= Treble damages =

Right of a court to triple the amount of the actual/compensatory damages awarded

In United States law, treble damages is a term that indicates that a statute permits a court to triple the amount of the actual/compensatory damages to be awarded to a prevailing plaintiff. Treble damages are usually a multiple of, rather than an addition to, actual damages, but on occasion they are additive, as in California Civil Code § 1719. When such damages are multiplicative and a person received an award of $100 for an injury, a court applying treble damages would raise the award to $300.

== Application ==
Some statutes mandate awards of treble damages for all violations, such as the Clayton Antitrust Act and RICO. Some statutes allow for an award of treble damages only if there is a showing that the violation was willful.

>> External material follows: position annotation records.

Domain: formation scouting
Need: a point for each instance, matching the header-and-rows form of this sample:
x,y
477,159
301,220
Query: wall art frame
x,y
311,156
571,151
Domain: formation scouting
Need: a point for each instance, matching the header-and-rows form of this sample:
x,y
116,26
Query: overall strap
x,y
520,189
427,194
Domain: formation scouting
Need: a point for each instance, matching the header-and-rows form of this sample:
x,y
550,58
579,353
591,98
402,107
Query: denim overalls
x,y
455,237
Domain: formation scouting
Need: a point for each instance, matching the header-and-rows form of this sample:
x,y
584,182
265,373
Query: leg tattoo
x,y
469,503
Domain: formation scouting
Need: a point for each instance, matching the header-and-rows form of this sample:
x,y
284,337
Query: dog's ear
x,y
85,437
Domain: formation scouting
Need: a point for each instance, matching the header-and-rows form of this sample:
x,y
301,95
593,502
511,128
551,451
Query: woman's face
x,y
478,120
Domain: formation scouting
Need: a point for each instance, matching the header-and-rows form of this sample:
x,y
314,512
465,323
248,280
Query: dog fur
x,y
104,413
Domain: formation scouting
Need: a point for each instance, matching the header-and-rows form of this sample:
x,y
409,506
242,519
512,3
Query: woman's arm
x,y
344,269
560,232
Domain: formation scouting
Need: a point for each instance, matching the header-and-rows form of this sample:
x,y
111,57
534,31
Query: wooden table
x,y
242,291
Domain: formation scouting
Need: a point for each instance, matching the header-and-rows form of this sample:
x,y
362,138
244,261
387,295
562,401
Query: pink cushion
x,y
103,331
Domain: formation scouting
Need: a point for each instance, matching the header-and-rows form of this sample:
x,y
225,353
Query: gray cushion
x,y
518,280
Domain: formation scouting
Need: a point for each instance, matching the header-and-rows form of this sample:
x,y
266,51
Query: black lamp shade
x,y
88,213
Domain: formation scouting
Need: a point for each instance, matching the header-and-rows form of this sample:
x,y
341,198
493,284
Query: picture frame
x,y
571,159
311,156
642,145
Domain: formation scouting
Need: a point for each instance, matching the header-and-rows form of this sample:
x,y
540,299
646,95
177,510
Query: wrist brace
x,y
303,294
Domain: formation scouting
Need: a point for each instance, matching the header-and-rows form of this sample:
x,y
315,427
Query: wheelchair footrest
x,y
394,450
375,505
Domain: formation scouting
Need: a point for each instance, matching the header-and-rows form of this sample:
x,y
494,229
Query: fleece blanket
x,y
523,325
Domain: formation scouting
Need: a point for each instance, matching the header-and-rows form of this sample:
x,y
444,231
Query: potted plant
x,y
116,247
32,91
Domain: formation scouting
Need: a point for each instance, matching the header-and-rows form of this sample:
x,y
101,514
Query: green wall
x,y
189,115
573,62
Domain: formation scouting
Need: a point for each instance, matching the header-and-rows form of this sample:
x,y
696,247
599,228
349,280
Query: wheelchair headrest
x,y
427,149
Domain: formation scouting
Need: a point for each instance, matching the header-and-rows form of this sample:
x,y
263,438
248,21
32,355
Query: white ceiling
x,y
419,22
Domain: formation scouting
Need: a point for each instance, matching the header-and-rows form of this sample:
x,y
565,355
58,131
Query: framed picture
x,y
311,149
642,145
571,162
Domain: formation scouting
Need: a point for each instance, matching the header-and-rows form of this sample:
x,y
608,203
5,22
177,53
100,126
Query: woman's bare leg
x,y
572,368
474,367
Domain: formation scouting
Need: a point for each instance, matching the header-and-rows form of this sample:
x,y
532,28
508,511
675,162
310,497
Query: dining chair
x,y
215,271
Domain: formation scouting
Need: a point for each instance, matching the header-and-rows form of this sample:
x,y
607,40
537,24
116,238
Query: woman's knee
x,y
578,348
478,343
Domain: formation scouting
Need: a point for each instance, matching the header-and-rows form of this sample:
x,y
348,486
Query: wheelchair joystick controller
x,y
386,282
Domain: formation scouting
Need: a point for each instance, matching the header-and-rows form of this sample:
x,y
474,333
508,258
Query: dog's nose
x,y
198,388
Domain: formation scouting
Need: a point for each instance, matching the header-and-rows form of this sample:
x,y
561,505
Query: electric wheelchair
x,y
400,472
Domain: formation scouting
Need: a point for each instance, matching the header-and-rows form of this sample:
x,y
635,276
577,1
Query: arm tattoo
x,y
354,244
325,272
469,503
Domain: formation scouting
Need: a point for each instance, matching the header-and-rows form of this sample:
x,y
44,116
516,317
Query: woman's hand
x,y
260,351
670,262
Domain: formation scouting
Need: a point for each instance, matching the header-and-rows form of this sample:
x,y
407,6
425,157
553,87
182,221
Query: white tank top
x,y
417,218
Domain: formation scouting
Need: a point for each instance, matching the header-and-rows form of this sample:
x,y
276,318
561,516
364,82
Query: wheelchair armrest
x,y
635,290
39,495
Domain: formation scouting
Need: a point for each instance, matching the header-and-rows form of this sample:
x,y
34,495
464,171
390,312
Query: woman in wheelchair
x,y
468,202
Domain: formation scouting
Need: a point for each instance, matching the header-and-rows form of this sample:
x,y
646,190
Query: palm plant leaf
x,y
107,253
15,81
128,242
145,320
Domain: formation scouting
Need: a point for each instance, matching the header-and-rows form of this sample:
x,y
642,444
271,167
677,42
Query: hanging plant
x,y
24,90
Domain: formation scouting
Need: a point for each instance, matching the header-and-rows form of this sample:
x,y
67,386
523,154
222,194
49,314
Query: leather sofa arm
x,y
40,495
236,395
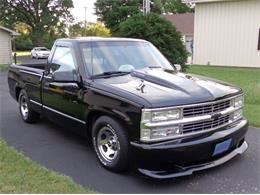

For example, "up to three times the amount found or assessed" may be awarded by a court in the United States for willful patent infringement. The idea behind the creation of such damages is that they will encourage citizens to sue for violations that are harmful to society in general, and deter the violator from committing future violations.

The United States Supreme Court determined in Commissioner v. Glenshaw Glass Co. that, like compensatory damages, which are not exempt from federal income tax (unless the award is from a personal injury claim), such taxes must be paid on the excess amount (the amount that exceeds the actual damages) of treble damages. Furthermore, some foreign governments will assist U.S. citizens in collecting damages, but not treble damage awards, which are considered penal.